Differential Diagnosis 

Diagnose for bipolar disorder; with this type of diagnosis the physician will need to ask the patient if they had any manic or hypomanic episodes. These episodes causes disturbances and would make it difficult for the patient to find sleep. This diagnoses also measures the possibility of the patient suffering from dementia that causes confusion and apathy. 

Diagnosis for adjustment disorder associated with depressed mood; this diagnoses evaluates the environment of the patient and assess the effects of the mid features of depression and considers depressing conditions such as grief and loss of a loved one. 

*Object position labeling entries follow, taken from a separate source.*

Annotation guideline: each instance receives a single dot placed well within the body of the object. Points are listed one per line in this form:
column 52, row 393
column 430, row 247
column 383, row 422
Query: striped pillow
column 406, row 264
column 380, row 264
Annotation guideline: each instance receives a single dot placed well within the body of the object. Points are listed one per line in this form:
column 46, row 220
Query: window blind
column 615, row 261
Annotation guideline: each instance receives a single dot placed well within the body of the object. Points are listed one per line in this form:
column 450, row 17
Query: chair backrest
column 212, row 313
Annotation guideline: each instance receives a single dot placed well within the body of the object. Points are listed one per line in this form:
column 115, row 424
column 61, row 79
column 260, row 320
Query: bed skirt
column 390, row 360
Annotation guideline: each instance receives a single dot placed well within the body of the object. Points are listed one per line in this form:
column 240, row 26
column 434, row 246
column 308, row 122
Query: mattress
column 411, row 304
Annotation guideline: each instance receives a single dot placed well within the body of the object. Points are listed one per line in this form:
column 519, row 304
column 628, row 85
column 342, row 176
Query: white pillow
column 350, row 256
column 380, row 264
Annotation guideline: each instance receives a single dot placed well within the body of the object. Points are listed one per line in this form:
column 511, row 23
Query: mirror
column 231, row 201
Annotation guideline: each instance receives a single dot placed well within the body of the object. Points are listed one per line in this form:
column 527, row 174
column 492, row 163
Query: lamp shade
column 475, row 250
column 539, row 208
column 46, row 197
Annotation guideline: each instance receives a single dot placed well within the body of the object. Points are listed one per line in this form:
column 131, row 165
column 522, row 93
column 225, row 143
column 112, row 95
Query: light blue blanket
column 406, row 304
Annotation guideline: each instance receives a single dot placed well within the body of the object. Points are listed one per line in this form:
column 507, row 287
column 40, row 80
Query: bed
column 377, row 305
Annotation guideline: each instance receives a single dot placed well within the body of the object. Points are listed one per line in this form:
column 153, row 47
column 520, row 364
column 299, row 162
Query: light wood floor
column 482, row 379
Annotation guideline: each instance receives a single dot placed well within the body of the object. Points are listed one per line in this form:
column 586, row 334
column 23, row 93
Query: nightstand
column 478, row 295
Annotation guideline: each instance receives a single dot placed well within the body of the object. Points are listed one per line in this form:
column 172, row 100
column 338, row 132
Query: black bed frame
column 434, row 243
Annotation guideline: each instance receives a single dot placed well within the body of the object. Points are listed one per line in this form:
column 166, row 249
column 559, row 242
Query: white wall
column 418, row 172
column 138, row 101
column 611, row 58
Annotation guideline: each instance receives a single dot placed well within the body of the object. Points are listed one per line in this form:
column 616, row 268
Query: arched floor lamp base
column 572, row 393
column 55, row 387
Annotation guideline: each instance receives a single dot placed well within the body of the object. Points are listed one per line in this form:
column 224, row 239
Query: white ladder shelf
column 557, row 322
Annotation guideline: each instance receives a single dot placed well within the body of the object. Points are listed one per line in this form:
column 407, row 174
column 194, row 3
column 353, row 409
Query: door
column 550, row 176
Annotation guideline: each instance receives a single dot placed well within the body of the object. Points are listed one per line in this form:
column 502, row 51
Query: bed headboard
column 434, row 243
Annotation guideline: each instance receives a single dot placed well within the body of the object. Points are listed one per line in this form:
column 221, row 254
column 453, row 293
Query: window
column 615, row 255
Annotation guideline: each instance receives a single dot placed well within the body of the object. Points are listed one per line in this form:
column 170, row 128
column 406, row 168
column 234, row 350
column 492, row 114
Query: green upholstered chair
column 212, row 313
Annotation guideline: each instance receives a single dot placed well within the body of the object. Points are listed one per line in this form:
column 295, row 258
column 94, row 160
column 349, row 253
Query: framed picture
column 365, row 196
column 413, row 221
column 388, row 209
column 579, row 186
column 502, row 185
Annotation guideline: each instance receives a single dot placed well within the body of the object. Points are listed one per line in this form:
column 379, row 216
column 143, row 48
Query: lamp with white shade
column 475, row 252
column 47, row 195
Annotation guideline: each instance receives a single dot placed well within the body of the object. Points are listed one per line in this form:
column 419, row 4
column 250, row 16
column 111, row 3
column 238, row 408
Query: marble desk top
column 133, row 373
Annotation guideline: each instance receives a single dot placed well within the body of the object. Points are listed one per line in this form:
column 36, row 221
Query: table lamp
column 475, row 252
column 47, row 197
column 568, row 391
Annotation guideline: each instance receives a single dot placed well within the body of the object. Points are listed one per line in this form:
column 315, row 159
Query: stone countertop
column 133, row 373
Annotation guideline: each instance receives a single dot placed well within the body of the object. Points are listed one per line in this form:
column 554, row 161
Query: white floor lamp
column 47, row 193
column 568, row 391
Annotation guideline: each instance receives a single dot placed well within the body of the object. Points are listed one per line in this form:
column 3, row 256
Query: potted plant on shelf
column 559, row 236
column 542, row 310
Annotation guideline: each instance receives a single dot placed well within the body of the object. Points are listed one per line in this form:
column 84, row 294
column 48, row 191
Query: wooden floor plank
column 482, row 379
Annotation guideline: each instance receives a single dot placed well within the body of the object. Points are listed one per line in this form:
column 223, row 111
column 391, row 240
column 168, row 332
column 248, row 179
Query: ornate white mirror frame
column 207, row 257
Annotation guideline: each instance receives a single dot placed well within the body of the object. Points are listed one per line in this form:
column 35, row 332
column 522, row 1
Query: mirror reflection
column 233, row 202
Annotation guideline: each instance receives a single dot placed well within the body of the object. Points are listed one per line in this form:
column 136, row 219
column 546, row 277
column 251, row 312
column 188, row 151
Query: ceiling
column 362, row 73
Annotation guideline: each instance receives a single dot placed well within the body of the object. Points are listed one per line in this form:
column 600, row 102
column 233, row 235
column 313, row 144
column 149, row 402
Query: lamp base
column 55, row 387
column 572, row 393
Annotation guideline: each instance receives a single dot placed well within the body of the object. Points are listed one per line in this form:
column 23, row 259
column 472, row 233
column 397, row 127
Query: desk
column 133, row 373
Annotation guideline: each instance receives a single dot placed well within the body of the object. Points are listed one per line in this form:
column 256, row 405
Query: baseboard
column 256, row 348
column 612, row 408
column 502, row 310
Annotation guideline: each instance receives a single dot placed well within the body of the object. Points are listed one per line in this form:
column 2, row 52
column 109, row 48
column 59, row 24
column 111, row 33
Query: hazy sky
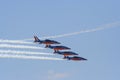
column 24, row 18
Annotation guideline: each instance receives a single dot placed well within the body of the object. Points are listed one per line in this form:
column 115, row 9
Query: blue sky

Diagnosing for drug induced mood disorder; patients might need to be examined to determine if they have been using drugs such as alcohol or cannabis. Having alcohol induced mood disorder is a common occurrence and it’s a major reason why the elderly suffer insomnia. 

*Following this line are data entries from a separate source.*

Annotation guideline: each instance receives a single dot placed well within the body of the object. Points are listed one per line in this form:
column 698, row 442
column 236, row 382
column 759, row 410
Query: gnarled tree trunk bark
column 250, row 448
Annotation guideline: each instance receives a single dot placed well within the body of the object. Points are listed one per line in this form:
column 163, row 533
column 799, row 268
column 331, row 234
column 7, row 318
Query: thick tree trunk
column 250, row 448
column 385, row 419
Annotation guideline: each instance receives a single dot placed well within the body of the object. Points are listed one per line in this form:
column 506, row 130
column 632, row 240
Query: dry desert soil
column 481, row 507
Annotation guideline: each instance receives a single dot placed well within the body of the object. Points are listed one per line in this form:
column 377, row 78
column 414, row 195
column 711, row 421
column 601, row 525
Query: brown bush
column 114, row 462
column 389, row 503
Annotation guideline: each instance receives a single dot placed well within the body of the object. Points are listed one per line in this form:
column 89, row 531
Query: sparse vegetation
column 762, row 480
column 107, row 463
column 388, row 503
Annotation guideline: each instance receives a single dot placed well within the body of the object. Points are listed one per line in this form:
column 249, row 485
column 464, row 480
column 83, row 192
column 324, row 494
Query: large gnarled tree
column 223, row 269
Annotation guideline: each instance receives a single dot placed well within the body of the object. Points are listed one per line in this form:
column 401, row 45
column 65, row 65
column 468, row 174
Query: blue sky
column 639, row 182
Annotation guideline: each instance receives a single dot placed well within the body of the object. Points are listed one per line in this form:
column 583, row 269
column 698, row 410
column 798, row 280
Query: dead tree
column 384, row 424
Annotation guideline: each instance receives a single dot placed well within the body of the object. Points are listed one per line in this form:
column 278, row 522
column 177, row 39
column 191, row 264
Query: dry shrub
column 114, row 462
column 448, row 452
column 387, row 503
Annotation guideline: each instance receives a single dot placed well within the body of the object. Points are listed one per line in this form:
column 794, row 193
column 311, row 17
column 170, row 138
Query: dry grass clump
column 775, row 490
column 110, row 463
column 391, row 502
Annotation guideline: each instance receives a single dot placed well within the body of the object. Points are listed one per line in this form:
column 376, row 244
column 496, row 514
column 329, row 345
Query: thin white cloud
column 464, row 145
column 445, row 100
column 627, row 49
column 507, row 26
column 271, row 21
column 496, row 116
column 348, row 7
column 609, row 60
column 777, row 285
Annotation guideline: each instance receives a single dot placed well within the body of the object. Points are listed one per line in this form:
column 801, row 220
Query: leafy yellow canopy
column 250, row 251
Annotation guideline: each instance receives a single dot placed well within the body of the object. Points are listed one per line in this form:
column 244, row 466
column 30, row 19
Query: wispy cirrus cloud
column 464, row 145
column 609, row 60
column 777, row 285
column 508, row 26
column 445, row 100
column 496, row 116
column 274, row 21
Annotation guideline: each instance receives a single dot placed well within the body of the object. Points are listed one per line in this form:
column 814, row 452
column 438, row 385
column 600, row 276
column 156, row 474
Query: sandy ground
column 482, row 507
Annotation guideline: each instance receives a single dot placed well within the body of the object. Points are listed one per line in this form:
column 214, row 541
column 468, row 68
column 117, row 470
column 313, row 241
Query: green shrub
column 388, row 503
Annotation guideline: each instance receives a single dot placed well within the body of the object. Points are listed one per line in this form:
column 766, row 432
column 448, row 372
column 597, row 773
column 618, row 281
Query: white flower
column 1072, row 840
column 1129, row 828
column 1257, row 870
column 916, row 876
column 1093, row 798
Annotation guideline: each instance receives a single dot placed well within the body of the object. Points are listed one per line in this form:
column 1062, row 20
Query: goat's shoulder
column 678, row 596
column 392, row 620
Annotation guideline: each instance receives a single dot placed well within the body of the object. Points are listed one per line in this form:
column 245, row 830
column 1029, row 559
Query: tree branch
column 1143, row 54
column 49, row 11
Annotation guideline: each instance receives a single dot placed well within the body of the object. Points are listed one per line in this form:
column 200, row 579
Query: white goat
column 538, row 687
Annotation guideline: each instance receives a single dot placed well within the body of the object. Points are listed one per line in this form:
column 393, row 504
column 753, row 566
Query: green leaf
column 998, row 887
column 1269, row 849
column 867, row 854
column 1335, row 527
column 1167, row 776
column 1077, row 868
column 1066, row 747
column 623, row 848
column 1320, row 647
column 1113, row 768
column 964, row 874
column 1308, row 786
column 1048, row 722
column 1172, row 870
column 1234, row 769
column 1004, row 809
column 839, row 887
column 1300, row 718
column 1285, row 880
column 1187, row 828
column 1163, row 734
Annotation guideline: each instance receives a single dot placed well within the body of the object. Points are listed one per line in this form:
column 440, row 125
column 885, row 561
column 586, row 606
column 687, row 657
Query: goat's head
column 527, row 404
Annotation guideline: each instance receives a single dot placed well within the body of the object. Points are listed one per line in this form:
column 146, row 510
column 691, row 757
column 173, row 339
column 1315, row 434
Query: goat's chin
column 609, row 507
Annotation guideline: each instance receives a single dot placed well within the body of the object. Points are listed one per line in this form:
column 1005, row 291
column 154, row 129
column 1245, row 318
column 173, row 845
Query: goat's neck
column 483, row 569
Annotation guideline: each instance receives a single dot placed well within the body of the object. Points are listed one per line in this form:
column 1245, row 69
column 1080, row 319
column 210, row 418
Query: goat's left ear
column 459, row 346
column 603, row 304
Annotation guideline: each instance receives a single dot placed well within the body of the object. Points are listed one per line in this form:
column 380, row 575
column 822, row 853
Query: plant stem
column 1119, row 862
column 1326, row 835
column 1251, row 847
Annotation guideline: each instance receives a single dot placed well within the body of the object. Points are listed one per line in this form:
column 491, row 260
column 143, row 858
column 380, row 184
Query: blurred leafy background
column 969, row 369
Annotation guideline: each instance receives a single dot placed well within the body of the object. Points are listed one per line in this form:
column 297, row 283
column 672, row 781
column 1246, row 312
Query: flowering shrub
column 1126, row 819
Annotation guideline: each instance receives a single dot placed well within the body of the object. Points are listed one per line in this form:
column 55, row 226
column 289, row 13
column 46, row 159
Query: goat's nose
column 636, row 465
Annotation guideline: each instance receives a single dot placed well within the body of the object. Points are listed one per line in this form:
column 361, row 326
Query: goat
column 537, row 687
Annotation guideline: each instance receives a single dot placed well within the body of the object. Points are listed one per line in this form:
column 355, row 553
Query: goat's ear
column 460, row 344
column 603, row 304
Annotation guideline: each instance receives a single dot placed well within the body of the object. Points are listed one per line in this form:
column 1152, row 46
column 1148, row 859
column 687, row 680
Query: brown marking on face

I choose these diagnosis techniques for Mrs. Gomez because they would be used to establish the kind of medications and care that she requires. For the final diagnosis I would choose the diagnosis for adjustment disorder integrated with the GDS questionnaires. These would be significant in measuring how the loss of her husband have worsened her depression. Additionally, it would measure the care she is receiving from her close relatives or caregivers and determine if there is any kind of deficiency in the care. 

Treatment 

Depression in order adults might be treated using various practices. One option is the use of psychotherapy, the magnitude of the effect varies what the types of control group used. The approach is described as being moderately effective. Other treatment options include medicine, counseling’s, electroconvulsive therapy and brain stimulation. The type of medication depends on the severity of depression symptoms. Antidepressants are perceived to be a right approach to treating depression and insomnia, but the risk of side effects should be considered in older patients. A physician might consider avoiding Amitriptyline and Imipramine because they have a sedating effect. 

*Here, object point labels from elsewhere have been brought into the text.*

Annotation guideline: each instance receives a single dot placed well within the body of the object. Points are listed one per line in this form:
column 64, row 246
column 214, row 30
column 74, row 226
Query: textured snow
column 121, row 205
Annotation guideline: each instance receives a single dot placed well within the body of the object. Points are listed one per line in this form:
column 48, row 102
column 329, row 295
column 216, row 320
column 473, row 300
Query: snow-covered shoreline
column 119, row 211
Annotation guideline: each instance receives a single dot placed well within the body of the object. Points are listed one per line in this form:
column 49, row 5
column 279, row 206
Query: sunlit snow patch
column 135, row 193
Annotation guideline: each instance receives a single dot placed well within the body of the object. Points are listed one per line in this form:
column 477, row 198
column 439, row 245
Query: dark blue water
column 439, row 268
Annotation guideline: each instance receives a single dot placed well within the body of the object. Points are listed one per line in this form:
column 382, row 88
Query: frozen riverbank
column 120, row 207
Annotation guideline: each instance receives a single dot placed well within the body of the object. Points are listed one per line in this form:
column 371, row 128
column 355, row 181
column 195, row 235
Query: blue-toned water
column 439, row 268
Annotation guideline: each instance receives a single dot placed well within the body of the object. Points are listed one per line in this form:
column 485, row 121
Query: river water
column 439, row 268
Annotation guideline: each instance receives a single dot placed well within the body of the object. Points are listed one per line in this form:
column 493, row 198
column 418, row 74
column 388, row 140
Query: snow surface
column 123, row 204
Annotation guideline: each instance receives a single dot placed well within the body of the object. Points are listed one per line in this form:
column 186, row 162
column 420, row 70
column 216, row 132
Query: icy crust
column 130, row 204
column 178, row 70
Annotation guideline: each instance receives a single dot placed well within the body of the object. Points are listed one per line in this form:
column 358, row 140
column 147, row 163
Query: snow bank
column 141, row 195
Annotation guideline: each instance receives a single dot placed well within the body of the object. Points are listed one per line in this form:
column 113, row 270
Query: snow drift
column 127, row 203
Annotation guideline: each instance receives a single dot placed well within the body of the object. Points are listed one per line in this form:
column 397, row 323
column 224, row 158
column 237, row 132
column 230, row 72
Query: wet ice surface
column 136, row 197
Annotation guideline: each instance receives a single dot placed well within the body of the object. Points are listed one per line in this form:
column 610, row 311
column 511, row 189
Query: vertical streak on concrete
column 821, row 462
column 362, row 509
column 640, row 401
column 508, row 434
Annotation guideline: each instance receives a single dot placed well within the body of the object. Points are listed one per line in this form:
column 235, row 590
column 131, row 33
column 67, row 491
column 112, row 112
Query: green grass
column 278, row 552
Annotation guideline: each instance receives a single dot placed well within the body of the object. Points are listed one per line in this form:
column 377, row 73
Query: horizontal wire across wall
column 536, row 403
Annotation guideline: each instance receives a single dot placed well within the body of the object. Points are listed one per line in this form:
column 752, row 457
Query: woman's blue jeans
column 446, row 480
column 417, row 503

In the case of Mrs. Gomez, I recommend the use of cognitive therapy to treat her depression. This therapy is known to be effective in defusing thoughts and can be use dot eliminate negative and suicidal thoughts (Blackburn, Wilkins-Ho, & Wiese, 2017). The approach is preferable because it reduces symptoms of fatigue, poor esteem and improves concentration. The patient would use it to effectively recognize and correct negative thoughts. 

References 

Blackburn, P., Wilkins-Ho, M., & Wiese, B. S. (2017). Depression in older adults: Diagnosis and management. British Columbia Medical Journal, 59(3). 

Nagai, M., Hoshide, S., Nishikawa, M., Shimada, K., & Kario, K. (2013). Sleep duration and insomnia in the elderly: associations with blood pressure variability and carotid artery remodeling. American journal of hypertension, 26(8), 981-989. 

Sforza, E., Saint Martin, M., Barthelemy, J. C., & Roche, F. (2014). Association of self-reported sleep and hypertension in non-insomniac elderly subjects. Journal of Clinical Sleep Medicine, 10(09), 965-971. 

Taylor, W. D. (2014). Depression in the elderly. New England journal of medicine, 371(13), 1228-1236.